L’indice paneuropéen FTSEurofirst 300 est pratiquement stable (+0,02%), l’EuroStoxx 50 de la zone euro avance de 0,22% et le Stoxx 600 est à l’équilibre.

Les futures sur indices new-yorkais signalent une ouverture de Wall Street en ordre dispersé avant la publication à 12h30 GMT de la première estimation du produit intérieur brut (PIB) américain au premier trimestre.

En attendant, le dollar poursuit son rebond et gagne 0,31% face à un panier de devises de référence, tandis que l’euro recule de 0,18% favorisant la hausse des actions européennes. Le rendement des emprunts d’Etat américains à 10 ans est revenu autour de 2,97%.

Le dollar profite également d’un climat géopolitique favorable avec la rencontre historique vendredi entre les dirigeants des deux Corées, engagés sur la voie de la réconciliation, promettant la “dénucléarisation complète” de la péninsule coréenne et l’établissement d’une paix “permanente” et “solide” entre leurs pays toujours techniquement en guerre.

De son côté, la livre sterling est pénalisée par le ralentissement inattendu de la croissance de l’économie britannique au premier trimestre, ce qui invite à se demander si la Banque d’Angleterre va relever ses taux lors de la réunion de politique monétaire du 10 mai.

La devise britannique cède autour de 1% face au dollar et face à l’euro et le rendement des emprunts d’Etat britanniques à deux ans, sensible aux anticipations d’évolution des taux, perd environ sept points de base à 0,822%.
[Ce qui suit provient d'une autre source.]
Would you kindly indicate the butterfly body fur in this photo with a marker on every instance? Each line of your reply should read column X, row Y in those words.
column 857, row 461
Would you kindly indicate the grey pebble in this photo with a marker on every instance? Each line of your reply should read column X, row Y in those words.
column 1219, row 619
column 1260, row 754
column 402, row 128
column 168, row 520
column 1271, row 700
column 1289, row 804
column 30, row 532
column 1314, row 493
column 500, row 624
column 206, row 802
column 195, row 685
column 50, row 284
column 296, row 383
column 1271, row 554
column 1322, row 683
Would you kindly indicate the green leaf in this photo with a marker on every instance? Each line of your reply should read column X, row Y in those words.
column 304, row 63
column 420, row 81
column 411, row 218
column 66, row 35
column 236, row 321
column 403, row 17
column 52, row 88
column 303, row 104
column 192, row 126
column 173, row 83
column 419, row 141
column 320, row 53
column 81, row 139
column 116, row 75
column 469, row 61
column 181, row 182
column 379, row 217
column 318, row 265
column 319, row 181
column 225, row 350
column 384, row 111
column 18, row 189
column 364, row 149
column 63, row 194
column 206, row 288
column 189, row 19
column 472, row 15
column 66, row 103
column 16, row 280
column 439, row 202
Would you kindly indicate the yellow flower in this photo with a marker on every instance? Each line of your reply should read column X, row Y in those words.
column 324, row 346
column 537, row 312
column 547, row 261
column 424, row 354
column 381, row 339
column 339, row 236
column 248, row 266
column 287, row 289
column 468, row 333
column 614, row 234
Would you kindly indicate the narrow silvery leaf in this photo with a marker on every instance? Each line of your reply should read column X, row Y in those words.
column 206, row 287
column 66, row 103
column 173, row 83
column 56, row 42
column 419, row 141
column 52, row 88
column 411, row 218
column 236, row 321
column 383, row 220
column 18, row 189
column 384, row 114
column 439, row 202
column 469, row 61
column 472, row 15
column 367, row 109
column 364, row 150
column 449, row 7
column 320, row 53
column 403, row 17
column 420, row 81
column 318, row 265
De son côté, la Banque du Japon (BoJ) a laissé sa politique monétaire inchangée vendredi, tout en cessant de se fixer un calendrier pour atteindre son objectif d’une inflation à 2%.

La Banque centrale européenne a, elle aussi, maintenu jeudi le statu quo sur sa politique monétaire ultra-accommodante et son président a minimisé les inquiétudes sur un essoufflement de la croissance en zone euro, laissant la voie ouverte à un arrêt de sa politique d’achat d’actifs fin 2018.

SES EN TÊTE DU STOXX

Le secteur des hautes technologies (+1,01%) profite des résultats solides publiés par les géants du secteur aux Etats-Unis. Après Facebook (+9,06%), les résultats d’Amazon, d’Intel et de Microsoft sont ressortis meilleurs que prévu, entraînant une nette hausse des actions des trois groupes dans les échanges d’avant-Bourse.

La hausse de 5,11% de CapGemini soutient aussi le secteur techno européen, la SSII ayant annoncé une croissance de son chiffre d’affaires supérieure aux attentes au premier trimestre, ce qui conduit plusieurs analystes à revoir à la hausse leur prévision pour 2018.

L’opérateur de satellites SES prend 10,54%, sa plus importante progression en une séance en 10 ans, après avoir fait état d’un bénéfice trimestriel meilleur que prévu, le dynamisme de sa division Network compensant la faiblesse de la division Vidéo.

A l’inverse, le fabricant suédois d’appareils électro-ménagers Electrolux accuse la plus forte baisse du Stoxx 600 (-12,19%) après avoir annoncé un recul inattendu de son résultat d’exploitation trimestriel et prévenu que la hausse du coût des matières premières pèserait plus que prévu.

Sanofi recule de 1,82% en réaction à des résultats trimestriels pénalisés par les taux de change et l’activité “diabète et cardiovasculaire”, le groupe ayant en outre laissé entendre que le deuxième trimestre s’annonçait lui aussi difficile.

De lourds effets de changes et plusieurs revers commerciaux ont pesé sur le chiffre d’affaires trimestriel de Renault qui signe la plus forte baisse du CAC 40: -3,2%.